Toda ciudad, grande o pequeña, tiene a quien le cante: un poeta, un pintor, un cineasta. Nueva York tuvo a dos Passos, Soria a Machado; Paris sin Proust no sería lo que es en la memoria de los visitantes, y nadie viajaría a Roma con anhelo y fervor si Fellini no la hubiera retratado. Obras que no son el reflejo de la ciudad, como un pasivo, inane e insensible espejo, sino que son el lugar donde la ciudad se construye, vive o revive. Ls ciudad en la que penetramos, en ls que gozosamente nos perdemos, donde querríamos que no nos encontraran nunca, se halla entre las páginas, las láminas, las telas y las viñetas de un poema, un cuadro o una película.
San Francisco es una ciudad porque hasta el pasado día de navidad se alzó en los cuadros de Wayne Thiebaud. Empezó haciendo dibujos animados, anuncios y carteles, antes de fijarse en cosas menudas, vagamente despreciadas: modestos escaparates de pasteles demasiado azucarados, y pequeños útiles de papelería, unos lápices, una diminuta caja para guardar lo imprescindible para escribir, siempre disperso en un pupitre; una manera de fijarse en lo que no merece atención más propia de Morandi, cuyos cuadros coleccionaría, que de Warhol, con quien se le asociaría.

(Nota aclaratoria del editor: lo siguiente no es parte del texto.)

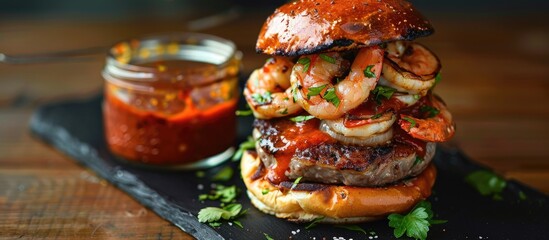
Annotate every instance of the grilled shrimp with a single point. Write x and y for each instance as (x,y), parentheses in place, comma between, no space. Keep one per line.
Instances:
(268,90)
(409,67)
(377,131)
(437,128)
(314,90)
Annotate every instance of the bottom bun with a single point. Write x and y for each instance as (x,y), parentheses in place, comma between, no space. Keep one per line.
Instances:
(333,203)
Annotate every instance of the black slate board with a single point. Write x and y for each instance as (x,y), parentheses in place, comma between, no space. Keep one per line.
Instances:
(75,128)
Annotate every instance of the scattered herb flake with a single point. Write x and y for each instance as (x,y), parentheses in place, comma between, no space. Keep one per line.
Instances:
(352,228)
(243,113)
(410,120)
(301,118)
(262,98)
(417,161)
(315,91)
(487,183)
(200,174)
(327,58)
(368,72)
(297,180)
(224,174)
(381,91)
(306,62)
(314,222)
(332,97)
(247,145)
(431,111)
(238,223)
(416,223)
(268,237)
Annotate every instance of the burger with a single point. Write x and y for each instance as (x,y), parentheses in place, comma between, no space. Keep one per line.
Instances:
(346,120)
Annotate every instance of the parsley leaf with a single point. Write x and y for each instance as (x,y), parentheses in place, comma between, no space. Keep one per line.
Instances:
(306,62)
(486,183)
(410,120)
(314,91)
(416,223)
(381,91)
(431,111)
(242,113)
(262,98)
(268,237)
(214,214)
(353,228)
(249,144)
(368,72)
(223,193)
(297,180)
(301,118)
(331,97)
(327,58)
(224,174)
(314,222)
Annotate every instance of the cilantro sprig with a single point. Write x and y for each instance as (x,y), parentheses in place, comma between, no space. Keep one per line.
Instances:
(215,214)
(487,183)
(416,223)
(306,62)
(222,193)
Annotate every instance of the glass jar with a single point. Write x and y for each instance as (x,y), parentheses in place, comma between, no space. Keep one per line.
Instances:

Por fin, la ciudad de San Francisco se fue construyendo en sus cuadros y sus grabados, jugando al gato y al ratón con la cuadrícula urbana y la perspectiva. Calles que se alzan, cansadas de arrastrarse, o se pliegan y se quiebran, hartas de la tiranía de la regla y el cartabón; fachadas que se metamorfosean en vertiginosos acantilados, y barrios que parecen hallarse en la frontera con otro mundo, transitados por los lazos caprichosos de las autopistas que no conducen sino a si mismas: San Francisco se convirtió así en esa ciudad fantástica cortada por calles tan empinadas que solo es posible descender sin freno, dejándose ir, abandonándose, que Thiebaud, junto con el cineasta Hitchcock, creó y conjuró. Las ciudades verdaderas se recorren con la imaginación.